- Born: 20 April 1946 Ballingry, Fife, Scotland
- Died: 14 April 2017 (aged 70) Perth, Scotland

= Aggie Moffat =

St Johnstone tea lady

Agnes Moffat (20 April 1946 – 14 April 2017) was a Scottish woman became renowned for her near thirty-year service to Scottish football club St Johnstone as its tea lady, notably a feud she had with Rangers manager Graeme Souness.

== Early life ==
Moffat was born in Ballingry, Fife, on April 20, 1946.

== Career at St Johnstone ==
Moffat began working for St Johnstone, then based at Muirton Park, in 1980. Her duties included managing laundry, cleaning dressing rooms and preparing meals for players and staff. "[She] was like a gran to all the players at St Johnstone," wrote former Saints striker Kevin Twaddle in his autobiography. "She looked after us all and did everything at the club, from the strips to getting everything sorted behind the scenes."

=== Graham Souness incident ===
Moffat gained public attention in 1991 for a confrontation with Rangers manager Graeme Souness following a 1–1 draw at Muirton Park. During the incident, Souness allegedly threw a jug belonging to Moffat, prompting a direct exchange between the two in front of club executives. The altercation, referred to as "The Storm in a Teacup," became part of Scottish football folklore. In later interviews, including one published in The Scotsman in 2001, Moffat expressed strong opinions about the manager. Souness himself acknowledged that the encounter contributed to his decision to leave Scottish football.

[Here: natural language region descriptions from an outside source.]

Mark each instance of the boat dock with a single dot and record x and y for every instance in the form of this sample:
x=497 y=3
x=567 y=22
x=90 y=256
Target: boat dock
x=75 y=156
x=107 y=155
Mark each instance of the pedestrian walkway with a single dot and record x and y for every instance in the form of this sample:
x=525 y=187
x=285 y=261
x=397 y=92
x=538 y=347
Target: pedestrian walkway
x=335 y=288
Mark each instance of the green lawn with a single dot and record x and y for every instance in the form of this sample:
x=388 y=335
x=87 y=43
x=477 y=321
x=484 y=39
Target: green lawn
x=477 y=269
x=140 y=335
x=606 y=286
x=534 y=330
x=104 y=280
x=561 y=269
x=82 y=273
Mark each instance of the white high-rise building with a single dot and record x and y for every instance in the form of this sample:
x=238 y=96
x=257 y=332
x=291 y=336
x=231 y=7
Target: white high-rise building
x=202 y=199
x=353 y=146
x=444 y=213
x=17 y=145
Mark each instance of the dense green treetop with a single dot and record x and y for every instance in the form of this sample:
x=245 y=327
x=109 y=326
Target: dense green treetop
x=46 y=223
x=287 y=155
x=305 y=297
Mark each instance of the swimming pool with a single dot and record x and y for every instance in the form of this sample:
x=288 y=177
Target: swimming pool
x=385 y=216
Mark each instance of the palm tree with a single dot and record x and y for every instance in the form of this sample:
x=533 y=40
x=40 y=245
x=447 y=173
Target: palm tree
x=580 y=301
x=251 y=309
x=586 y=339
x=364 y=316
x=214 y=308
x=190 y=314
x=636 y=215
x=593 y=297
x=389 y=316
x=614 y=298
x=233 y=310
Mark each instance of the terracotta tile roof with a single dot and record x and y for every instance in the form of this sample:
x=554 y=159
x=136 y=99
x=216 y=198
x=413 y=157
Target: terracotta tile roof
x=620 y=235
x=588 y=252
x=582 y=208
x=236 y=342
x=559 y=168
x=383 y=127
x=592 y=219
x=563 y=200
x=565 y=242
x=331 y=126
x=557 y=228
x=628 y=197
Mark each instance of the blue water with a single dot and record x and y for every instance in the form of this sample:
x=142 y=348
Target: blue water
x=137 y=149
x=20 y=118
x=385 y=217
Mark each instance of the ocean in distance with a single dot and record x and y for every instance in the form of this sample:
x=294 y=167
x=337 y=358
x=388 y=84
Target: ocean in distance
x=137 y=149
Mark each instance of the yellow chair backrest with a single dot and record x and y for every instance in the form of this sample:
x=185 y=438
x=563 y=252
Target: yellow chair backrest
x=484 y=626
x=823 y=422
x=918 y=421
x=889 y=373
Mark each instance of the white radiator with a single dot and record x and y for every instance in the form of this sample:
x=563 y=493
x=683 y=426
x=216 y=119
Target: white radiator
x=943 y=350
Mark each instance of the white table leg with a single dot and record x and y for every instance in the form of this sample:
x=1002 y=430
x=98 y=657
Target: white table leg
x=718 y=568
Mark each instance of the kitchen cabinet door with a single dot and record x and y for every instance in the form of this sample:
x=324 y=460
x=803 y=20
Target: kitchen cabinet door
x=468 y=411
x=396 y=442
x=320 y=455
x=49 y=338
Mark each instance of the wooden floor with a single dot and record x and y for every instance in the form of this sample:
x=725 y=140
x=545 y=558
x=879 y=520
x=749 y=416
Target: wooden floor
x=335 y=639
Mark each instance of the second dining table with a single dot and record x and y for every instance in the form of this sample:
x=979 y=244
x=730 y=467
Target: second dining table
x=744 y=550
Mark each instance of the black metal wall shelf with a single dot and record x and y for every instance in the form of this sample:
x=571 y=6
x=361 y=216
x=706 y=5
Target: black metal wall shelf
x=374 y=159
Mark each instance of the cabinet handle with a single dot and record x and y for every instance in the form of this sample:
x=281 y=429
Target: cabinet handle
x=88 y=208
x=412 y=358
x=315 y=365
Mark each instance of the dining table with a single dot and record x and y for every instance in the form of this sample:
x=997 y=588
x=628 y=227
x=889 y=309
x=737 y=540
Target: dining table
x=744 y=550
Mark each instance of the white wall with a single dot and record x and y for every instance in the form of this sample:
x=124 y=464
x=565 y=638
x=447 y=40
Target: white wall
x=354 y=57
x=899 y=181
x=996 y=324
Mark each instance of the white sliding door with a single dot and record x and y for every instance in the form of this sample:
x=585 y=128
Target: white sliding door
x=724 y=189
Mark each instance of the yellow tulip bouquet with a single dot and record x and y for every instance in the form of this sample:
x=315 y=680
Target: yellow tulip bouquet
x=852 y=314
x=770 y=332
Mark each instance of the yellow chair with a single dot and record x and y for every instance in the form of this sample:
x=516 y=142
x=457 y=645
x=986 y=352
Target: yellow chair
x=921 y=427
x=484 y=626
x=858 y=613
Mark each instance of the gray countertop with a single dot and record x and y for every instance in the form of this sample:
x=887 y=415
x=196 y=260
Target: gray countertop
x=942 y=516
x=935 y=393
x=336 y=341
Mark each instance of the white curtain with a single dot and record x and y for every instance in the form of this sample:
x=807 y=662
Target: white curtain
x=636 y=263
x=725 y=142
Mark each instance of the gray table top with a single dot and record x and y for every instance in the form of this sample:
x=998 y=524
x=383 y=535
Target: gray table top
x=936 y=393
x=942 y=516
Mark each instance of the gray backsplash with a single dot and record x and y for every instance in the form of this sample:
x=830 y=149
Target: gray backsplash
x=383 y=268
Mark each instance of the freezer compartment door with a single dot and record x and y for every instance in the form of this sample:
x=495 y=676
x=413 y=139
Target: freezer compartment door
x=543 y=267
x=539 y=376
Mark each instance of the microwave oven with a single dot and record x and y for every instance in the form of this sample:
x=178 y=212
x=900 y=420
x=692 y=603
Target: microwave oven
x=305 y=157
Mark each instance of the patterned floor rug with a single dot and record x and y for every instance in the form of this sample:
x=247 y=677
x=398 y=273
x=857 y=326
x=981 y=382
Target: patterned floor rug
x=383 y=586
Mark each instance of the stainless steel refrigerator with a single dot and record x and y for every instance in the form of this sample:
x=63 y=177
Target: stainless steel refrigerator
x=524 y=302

In 2000, Moffat was approached to appear in the football drama A Shot at Glory starring Robert Duvall and Ally McCoist. She declined the opportunity, suggesting that Elizabeth Hurley could take the role instead.

== Personal life and death ==
Moffat was married to Bob.

Moffat retired in 2007. She died in Perth on 14 April 2017, aged 70. Her death was met with tributes from players, staff and fans.